Como si la música y, sobre todo, los versos nos hablasen de un modo particular,
de tal manera que uno los puede sentir como únicos, como dirigidos a uno mismo.
Algo así como palabras que tienen las formas justas para que se cuelen por esas
rendijas que protegen a nuestra sensibilidad, sean las rendijas que nos
protegen grandes o pequeñas.
Si, parece una cursilería, se puede decir con
veracidad. ¿Pero escapamos a eso? O mejor dicho, ¿es bueno no ser sensible a
eso? Esa supuesta sensibilidad es un elogio de nuestra humanidad, no un karma
de una persona, de una edad, de un estado. Es una de las ocasiones donde el
ánimo debería estar exaltado, aun manteniendo la calma.
Todos y todas guardamos en la
mente canciones que nos han hecho emocionar ya que representan una síntesis
elocuente –y acepemos, muchas veces exageradas- de lo que sentimos como el
instante vital.

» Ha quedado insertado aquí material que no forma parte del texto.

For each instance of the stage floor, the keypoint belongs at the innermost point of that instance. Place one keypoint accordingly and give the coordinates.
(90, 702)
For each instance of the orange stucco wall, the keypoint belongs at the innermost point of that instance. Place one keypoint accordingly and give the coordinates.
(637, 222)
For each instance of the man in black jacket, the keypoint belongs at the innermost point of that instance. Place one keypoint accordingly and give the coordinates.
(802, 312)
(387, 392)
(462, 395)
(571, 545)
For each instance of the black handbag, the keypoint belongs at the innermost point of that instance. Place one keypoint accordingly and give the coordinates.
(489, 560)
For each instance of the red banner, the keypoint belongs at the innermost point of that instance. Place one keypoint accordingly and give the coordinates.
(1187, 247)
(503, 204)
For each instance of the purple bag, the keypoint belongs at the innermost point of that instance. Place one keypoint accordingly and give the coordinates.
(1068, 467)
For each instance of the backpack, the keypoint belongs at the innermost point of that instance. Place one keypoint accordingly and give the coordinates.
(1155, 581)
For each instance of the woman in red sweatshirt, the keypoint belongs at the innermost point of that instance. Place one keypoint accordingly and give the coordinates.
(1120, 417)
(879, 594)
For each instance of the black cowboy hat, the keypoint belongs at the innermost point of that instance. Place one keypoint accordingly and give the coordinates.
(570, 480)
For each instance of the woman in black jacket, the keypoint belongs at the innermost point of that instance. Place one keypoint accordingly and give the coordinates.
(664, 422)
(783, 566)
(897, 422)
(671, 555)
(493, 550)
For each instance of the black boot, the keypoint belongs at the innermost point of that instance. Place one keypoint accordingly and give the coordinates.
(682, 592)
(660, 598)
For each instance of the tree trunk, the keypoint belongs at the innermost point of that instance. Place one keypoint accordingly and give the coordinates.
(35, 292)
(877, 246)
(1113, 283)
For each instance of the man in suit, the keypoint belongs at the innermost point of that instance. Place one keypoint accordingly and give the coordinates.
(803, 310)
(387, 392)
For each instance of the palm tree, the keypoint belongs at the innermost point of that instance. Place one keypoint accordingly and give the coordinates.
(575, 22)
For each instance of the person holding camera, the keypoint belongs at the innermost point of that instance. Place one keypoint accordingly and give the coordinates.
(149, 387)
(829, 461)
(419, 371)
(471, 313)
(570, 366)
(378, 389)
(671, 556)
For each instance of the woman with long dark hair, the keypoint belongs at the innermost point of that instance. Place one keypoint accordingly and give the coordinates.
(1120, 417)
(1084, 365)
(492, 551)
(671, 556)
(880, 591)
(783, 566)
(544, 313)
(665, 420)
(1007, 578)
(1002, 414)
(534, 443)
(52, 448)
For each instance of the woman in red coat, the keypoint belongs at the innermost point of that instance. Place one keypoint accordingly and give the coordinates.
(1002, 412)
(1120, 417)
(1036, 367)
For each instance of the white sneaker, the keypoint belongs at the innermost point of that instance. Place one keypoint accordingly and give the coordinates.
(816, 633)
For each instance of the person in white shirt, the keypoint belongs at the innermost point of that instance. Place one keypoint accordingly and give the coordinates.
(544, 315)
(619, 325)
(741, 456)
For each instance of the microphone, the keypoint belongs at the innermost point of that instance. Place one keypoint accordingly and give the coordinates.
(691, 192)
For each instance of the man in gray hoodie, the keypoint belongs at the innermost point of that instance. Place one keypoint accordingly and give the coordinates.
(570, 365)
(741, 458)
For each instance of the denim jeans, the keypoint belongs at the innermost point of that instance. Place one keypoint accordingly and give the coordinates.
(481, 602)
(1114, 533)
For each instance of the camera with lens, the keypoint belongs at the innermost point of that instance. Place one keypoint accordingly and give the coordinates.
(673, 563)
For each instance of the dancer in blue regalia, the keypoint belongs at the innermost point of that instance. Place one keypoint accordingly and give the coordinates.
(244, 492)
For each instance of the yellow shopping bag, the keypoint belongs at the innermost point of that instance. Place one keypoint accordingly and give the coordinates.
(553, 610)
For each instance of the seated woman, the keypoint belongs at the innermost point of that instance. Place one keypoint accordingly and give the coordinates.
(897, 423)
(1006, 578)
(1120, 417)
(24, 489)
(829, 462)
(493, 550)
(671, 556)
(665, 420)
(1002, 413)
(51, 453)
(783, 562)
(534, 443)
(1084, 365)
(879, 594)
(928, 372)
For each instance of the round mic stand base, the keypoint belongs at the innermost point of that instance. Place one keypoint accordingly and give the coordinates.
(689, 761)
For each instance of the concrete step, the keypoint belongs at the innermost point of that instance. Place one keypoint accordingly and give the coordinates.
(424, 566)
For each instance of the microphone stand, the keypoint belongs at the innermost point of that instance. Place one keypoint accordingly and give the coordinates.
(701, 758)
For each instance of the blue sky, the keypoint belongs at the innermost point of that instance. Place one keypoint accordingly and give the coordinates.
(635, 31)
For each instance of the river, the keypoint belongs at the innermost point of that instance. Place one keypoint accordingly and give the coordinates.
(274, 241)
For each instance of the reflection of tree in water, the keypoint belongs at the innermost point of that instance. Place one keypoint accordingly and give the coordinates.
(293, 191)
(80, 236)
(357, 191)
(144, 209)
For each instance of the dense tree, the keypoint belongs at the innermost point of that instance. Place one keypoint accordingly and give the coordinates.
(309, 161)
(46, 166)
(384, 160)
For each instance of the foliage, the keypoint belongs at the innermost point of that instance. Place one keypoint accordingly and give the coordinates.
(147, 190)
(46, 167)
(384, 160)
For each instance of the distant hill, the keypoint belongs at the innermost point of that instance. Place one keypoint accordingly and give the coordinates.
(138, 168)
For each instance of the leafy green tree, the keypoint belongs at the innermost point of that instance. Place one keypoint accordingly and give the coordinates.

Canciones que han sonado al tiempo que teníamos el encuentro o
el desencuentro que establece una marca indeleble en nuestro espíritu.
La música, esa habilidad humana,
de juntar sonidos para transformarlas en un lenguaje que comunica nos los
adueñamos para dejar espacio a los no dichos, a las cosas que no sabemos, ni
queremos expresar. Robamos versos y melodías para que ellas sean nuestro
traductor en tantas ocasiones. Pero también para que sean el testigo elocuente
cuando no estamos o no están, de nuestro sentimiento.
Canciones. Otra mágica manera de
comunicar, que, nunca debe reemplazar el comunicar. Esa capacidad maravillosa
de poder decir, con palabras, miradas, caricias, gestos y silencios lo que
sentimos. Siempre es mejor decir "My lover", que simplemente hacer que la canción diga "My lover",
aunque siga siendo lindo escucharla y quede siempre nos suene como una declaración de principios.